Several commercial products utilize PLA and PLGA for injectable sustained release. These include Decapeptyl (Triptorelin) and Trelstar Depot (Triptorelin pamoate) for prostate cancer by Debiopharm and Pfizer/LHRH respectively; Sandostatin LAR Depot (Octreotide acetate) for growth hormone suppression by Novartis; Eligard (Leuprolide acetate) for prostate cancer by Sanofi-Synthelabo; and Lupron Depot (Leuprolide acetate) for prostate cancer by Takeda-Abott. Other examples include Suprecur MP and Profect Depot (Buserelin acetate) by Aventis, Zoladex (Goserelin acetate) for prostate cancer by Astrazeneca, Posilac (Recombinant bovine somatropin) for cattle by Monsanto, Nutropin Depot (Recombinant human growth hormone) by Genentech-Alkermes, and Somatuline LA (Lanreotide) for acromegaly by Ipsen.

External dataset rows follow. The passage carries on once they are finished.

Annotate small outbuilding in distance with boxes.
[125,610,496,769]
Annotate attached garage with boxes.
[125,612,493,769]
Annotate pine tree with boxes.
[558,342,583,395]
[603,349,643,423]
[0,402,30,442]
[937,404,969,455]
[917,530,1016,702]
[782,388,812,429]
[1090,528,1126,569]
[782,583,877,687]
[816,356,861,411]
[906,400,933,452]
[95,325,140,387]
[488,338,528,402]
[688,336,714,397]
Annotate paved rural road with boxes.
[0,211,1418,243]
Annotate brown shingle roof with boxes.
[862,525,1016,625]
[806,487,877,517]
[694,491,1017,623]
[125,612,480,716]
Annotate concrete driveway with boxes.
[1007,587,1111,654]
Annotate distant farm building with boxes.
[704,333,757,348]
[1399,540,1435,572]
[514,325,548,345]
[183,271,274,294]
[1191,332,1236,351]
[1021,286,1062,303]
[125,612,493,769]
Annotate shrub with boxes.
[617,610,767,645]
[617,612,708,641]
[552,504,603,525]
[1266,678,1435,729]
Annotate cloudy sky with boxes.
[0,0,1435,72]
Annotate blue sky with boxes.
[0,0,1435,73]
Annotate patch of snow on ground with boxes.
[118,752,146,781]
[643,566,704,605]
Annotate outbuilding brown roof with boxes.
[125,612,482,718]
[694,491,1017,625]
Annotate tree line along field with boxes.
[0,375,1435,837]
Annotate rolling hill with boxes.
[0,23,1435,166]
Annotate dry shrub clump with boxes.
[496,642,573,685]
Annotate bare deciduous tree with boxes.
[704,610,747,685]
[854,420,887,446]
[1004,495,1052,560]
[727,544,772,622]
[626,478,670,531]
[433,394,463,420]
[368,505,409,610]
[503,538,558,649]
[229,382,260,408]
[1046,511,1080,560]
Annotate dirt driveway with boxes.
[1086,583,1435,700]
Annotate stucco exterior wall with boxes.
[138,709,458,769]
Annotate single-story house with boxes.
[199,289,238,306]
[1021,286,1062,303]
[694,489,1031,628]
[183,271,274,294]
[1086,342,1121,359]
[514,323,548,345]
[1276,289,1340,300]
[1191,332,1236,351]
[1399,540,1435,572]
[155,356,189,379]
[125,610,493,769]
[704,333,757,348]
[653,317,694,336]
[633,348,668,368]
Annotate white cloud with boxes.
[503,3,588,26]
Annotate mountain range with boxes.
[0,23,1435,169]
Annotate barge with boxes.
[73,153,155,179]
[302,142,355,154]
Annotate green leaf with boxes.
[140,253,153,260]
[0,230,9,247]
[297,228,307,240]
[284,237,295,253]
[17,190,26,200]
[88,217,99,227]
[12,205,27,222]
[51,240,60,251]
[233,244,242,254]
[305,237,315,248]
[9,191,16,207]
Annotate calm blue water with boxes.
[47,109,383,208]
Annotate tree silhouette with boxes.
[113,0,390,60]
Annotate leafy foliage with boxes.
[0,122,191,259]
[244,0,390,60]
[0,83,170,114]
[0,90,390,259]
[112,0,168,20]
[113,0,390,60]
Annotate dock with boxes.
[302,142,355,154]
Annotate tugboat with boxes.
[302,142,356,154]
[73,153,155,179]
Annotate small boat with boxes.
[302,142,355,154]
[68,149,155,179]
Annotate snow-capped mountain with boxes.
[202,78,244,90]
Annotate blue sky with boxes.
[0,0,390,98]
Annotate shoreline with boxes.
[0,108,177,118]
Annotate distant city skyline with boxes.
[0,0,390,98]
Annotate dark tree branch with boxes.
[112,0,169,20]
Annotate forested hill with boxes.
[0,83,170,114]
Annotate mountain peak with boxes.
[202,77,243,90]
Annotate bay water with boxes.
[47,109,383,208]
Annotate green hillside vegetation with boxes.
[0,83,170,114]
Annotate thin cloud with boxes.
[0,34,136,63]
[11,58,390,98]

APPENDIX: COMPREHENSIVE LIST OF PHARMACEUTICAL EXCIPIENTS

Pharmaceutical excipients encompass a diverse range of chemical entities with varied functional roles. Aluminum hydroxide adjuvant/oxyhydroxide is accepted in human and veterinary vaccines with limits of $0.85\,mg$ Al per dose (FDA) or $1.25\,mg$ per dose (WHO). Ascorbic acid (L-ascorbic acid) and its derivative Ascorbyl palmitate serve as antioxidants. Aspartame (N-$\alpha$-Aspartyl-L-phenylalanine 1-methyl ester) is a potent sweetener. Bentonite (hydrated aluminum silicate) is used as an adsorbent and stabilizing agent. Benzalkonium chloride and Benzoic acid are common antimicrobial preservatives. Benzyl benzoate serves as a solvent and plasticizer, while Boric acid is another antimicrobial preservative.

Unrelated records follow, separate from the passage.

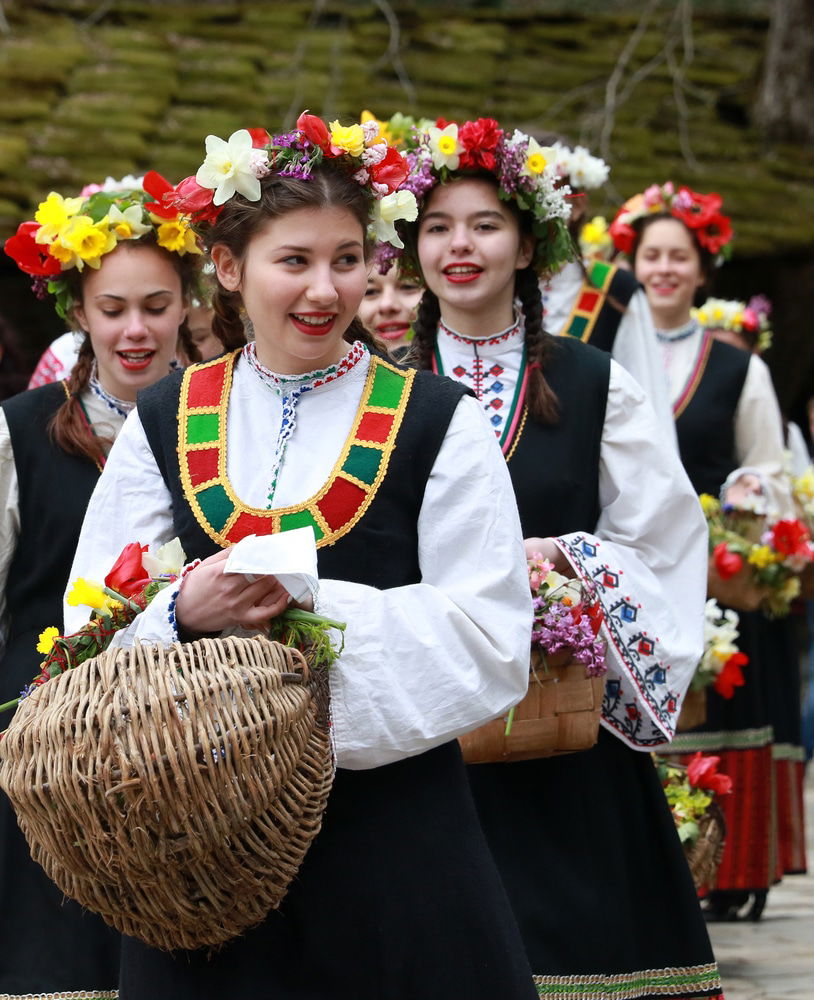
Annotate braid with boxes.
[212,287,246,351]
[405,288,441,371]
[514,267,559,425]
[48,334,113,465]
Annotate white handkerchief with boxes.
[228,527,319,602]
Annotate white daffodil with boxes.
[371,191,418,249]
[195,128,260,205]
[427,122,464,170]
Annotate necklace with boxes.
[88,361,136,417]
[656,319,700,344]
[243,340,368,510]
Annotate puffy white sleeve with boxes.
[0,407,20,632]
[612,290,678,451]
[66,397,532,769]
[557,362,707,750]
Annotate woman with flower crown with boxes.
[400,119,721,1000]
[67,113,535,1000]
[610,182,794,919]
[0,174,200,997]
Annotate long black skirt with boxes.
[468,729,721,1000]
[120,743,536,1000]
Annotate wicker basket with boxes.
[459,650,605,764]
[676,689,707,733]
[0,638,333,950]
[684,802,726,889]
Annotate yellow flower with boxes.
[37,625,59,656]
[331,121,365,156]
[157,217,201,254]
[34,191,82,243]
[65,577,109,611]
[748,545,777,569]
[59,215,116,270]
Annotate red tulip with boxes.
[105,542,150,597]
[712,542,744,580]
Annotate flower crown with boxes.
[388,118,575,272]
[5,170,202,319]
[610,181,732,256]
[691,295,772,354]
[167,111,418,247]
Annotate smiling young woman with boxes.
[69,115,535,1000]
[0,176,200,997]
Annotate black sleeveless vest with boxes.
[676,340,750,496]
[138,356,468,589]
[508,337,610,538]
[0,382,99,722]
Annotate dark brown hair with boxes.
[404,173,559,424]
[48,240,201,465]
[205,170,381,351]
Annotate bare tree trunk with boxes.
[756,0,814,145]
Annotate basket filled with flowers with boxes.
[656,751,732,889]
[0,541,344,950]
[460,555,607,764]
[701,494,814,618]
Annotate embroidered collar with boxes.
[88,360,136,417]
[438,308,524,347]
[656,319,701,344]
[178,351,415,547]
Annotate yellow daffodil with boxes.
[331,121,365,156]
[37,625,59,656]
[65,577,110,611]
[107,205,152,240]
[34,191,82,243]
[427,122,464,170]
[59,215,116,270]
[156,218,201,254]
[748,545,777,569]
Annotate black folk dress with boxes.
[467,338,721,1000]
[115,356,535,1000]
[0,383,121,998]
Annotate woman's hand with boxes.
[175,549,310,633]
[523,538,574,576]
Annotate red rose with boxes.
[142,170,178,219]
[712,542,743,580]
[713,653,749,699]
[458,118,503,171]
[297,111,331,153]
[368,146,410,194]
[5,219,62,278]
[687,750,732,795]
[246,128,271,149]
[105,542,150,597]
[772,520,810,557]
[164,177,223,222]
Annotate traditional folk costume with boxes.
[435,320,721,1000]
[541,260,675,441]
[0,380,124,1000]
[69,342,535,1000]
[659,320,805,916]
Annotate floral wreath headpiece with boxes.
[167,111,418,254]
[5,170,203,319]
[390,118,575,273]
[690,295,772,354]
[610,181,732,257]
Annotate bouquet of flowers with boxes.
[655,751,732,888]
[701,493,814,617]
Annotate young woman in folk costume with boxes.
[400,119,720,1000]
[528,137,675,441]
[0,175,201,997]
[611,183,795,919]
[67,114,534,1000]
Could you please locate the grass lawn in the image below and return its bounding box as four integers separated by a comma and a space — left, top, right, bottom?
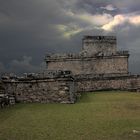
0, 91, 140, 140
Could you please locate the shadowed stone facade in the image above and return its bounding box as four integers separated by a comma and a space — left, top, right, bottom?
0, 36, 140, 103
45, 36, 129, 75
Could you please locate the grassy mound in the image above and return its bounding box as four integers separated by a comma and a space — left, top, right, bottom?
0, 91, 140, 140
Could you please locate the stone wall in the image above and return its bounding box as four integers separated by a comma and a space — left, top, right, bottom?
76, 75, 140, 93
3, 77, 76, 103
83, 36, 117, 56
47, 55, 128, 75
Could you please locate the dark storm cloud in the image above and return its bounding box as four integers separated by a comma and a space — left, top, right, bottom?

Butylated hydroxyanisole ($BHA$) and Butylated hydroxytoluene ($BHT$) are widely used antioxidants in various dosage forms. Parabens, such as Butylparaben, Ethylparaben, and Propylparaben, provide antimicrobial protection. Calcium salts serve multiple roles: Calcium alginate is a thickener/disintegrant; Calcium carbonate acts as a diluent and buffering agent; and Calcium phosphate (dibasic anhydrous or dihydrate) is a common tablet filler. Calcium stearate and Magnesium stearate are primary lubricants for tablets and capsules. Polymers used as binders or modifiers include Carbomer (bioadhesive), Carboxymethylcellulose (sodium or calcium salts for disintegration), and Carrageenan (gel base). Different forms of Cellulose, including microcrystalline and powdered varieties, are ubiquitous diluents. Cellulose acetate and Cellulose acetate phthalate are used for enteric and extended-release coatings.

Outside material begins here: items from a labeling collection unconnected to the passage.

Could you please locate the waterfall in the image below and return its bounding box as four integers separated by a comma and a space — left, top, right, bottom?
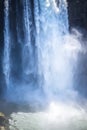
35, 0, 72, 97
3, 0, 72, 100
3, 0, 10, 87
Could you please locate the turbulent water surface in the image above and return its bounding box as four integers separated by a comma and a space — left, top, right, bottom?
3, 0, 87, 130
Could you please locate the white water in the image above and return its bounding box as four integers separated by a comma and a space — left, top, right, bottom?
3, 0, 10, 87
3, 0, 78, 102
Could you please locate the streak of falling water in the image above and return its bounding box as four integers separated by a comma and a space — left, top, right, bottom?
3, 0, 10, 87
35, 0, 71, 98
22, 0, 34, 75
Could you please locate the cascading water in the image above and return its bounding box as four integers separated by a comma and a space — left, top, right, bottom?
3, 0, 10, 87
3, 0, 76, 100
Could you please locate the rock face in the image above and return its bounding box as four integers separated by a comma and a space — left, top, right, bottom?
67, 0, 87, 29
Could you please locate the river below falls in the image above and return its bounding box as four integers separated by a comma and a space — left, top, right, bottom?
9, 103, 87, 130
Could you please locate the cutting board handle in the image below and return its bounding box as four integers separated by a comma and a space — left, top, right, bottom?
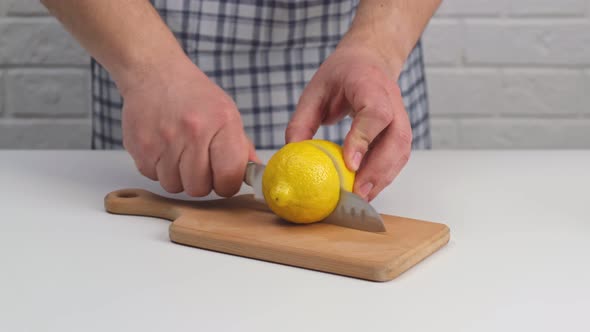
104, 189, 182, 221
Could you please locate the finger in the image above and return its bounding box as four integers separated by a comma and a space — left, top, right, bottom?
285, 79, 328, 143
179, 140, 213, 197
343, 84, 403, 171
248, 138, 262, 164
354, 96, 412, 201
156, 143, 183, 193
134, 160, 158, 181
209, 125, 249, 197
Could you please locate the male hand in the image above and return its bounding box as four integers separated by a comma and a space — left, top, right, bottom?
285, 43, 412, 201
121, 59, 257, 197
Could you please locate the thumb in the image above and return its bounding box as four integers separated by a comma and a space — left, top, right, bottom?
343, 93, 403, 171
285, 79, 326, 143
246, 138, 262, 164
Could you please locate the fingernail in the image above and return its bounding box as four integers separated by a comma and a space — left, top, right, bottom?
359, 182, 373, 199
352, 152, 363, 172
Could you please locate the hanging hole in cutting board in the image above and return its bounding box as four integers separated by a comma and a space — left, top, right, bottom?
117, 191, 139, 198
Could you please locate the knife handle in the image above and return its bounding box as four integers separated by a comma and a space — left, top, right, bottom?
244, 161, 264, 187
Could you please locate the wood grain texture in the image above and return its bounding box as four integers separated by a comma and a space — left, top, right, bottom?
105, 189, 450, 281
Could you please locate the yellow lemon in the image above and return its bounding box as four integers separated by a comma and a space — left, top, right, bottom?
262, 140, 354, 223
305, 139, 354, 191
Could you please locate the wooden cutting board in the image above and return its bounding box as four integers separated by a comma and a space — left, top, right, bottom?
105, 189, 450, 281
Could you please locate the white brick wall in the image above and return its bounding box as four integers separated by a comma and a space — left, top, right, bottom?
0, 0, 590, 148
424, 0, 590, 148
0, 0, 90, 149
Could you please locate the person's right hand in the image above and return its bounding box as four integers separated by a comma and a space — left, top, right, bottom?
120, 59, 257, 197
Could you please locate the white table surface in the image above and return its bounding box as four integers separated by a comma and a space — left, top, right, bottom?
0, 151, 590, 332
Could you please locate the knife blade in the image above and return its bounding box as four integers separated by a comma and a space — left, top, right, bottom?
244, 162, 386, 232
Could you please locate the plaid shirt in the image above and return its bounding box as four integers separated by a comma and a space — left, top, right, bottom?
92, 0, 430, 149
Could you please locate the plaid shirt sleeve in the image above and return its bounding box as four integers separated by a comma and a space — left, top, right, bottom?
91, 0, 431, 149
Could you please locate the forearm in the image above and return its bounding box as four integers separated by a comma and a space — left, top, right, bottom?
42, 0, 184, 91
344, 0, 441, 74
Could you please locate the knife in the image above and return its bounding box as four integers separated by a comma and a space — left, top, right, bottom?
244, 162, 385, 232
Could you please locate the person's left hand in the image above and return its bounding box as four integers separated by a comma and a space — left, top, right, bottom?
285, 43, 412, 201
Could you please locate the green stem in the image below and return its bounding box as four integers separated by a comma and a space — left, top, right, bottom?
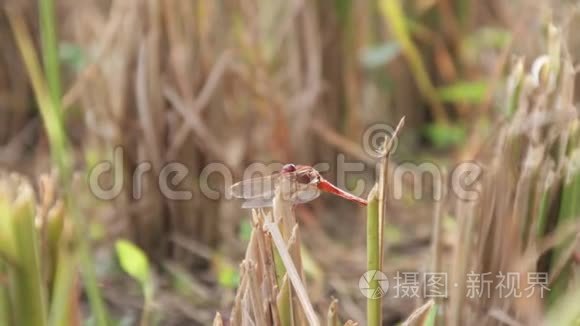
11, 188, 47, 326
38, 0, 62, 115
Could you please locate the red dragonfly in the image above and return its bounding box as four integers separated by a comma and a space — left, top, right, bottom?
231, 164, 367, 208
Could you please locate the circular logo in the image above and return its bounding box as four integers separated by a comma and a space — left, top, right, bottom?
362, 123, 399, 158
358, 270, 389, 299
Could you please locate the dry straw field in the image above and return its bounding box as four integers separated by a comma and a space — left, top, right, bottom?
0, 0, 580, 326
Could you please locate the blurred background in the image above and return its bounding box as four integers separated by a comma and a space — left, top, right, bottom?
0, 0, 580, 325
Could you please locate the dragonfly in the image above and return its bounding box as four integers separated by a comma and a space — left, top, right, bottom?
231, 163, 367, 208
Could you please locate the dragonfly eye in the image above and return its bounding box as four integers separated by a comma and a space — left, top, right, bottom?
282, 163, 296, 172
296, 173, 312, 184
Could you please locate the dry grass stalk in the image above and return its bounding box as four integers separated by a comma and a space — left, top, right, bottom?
446, 24, 579, 325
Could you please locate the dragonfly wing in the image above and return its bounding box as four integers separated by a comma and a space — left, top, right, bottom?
230, 175, 276, 199
242, 198, 272, 208
292, 187, 320, 204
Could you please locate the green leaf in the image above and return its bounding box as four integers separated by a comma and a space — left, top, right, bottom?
115, 240, 151, 287
360, 42, 401, 69
423, 304, 437, 326
214, 256, 240, 289
437, 81, 487, 103
425, 124, 467, 149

Surfactants and emulsifiers include Cetrimide (cationic), Cetyl alcohol, and Cetylpyridinium chloride. Chitosan is a natural polymer used for mucoadhesion. preservatives such as Chlorhexidine, Chlorobutanol, Chlorocresol, and Chloroxylenol are used in topicals and parenterals. Buffers and chelators like Citric acid monohydrate and Disodium edetate ($EDTA$) ensure formulation stability. Colloidal silicon dioxide ($SiO_2$) is an essential glidant. Disintegrants like Croscarmellose sodium and Crospovidone are used to ensure rapid tablet breakup. Cyclodextrins ($\alpha$, $\beta$, $\gamma$) and Sulfobutylether $\beta$-cyclodextrin are utilized to enhance drug solubility. Sweeteners include Dextrose, Fructose, Maltose, Mannitol, Saccharin, Sorbitol, Sucralose, and Sucrose, while Neohesperidin dihydrochalcone acts as a flavor enhancer. Solvent and vehicle examples include Dimethyl sulfoxide ($DMSO$), Ethyl lactate, Glycerin, Propylene glycol, and Isopropyl myristate/palmitate. Other notable agents include Gelatin (gelling), Guar gum (viscosity), Lanolin and Lecithin (emollients), and Titanium dioxide ($TiO_2$) as an opacifier. Zinc stearate and Talc serve as lubricants and glidants respectively.